Day of the Dead in the Highlands of Chiapas
Thirty minutes from San Cristobal, the preparations in the Romerillo community begin at the end of October, before the arrival of the souls of the departed. Romerillo belongs to Chamula, at 2439 meters above sea level, the forest and fresh air surrouns the community. The Tzotsil traditions to celebrate Dia de Muertos are ancient and very colorful. Families await these dates with faith and devotion. “You have to welcome them well, they come from afar to visit us and see how we are”, say the locals.
On November 1, everything is ready. The large wooden crosses, almost 10 meters high, prevail and dominate the view of the place. The mashes (monkey men) are dancing in the middle of a labyrinth of crosses and graves adorned with flowers to the rhythm of the music of violin, harp and drum. When you walk among them, the smell of incense and sempazuchil flower invades your senses and your mind is transported to a mystical place where everything you have heard about the celebration of Day of the Dead takes meaning and becomes reality.

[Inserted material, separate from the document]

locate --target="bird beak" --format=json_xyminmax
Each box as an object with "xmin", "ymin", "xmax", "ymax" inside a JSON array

Offerings, food, pan de muertos (bread for the dead), sweets and pox (local brandy) are placed on the graves. The candles are lit and sheltered in the niches so that the wind does not blow them out. “They have to find their way back home, in the dark they cannot get here.” According to tradition the light and the smell of flowers guide the path of souls. Families gather on the grave of their dead and tell stories of those who have already left. This ceremony serves to keep their memory present and transmit the knowledge and ceremonies to the next generation. “This is how tradition is preserved. When I die, I want my family to bring me my posh and my sweet bread” says Juan, proud of his roots and customs.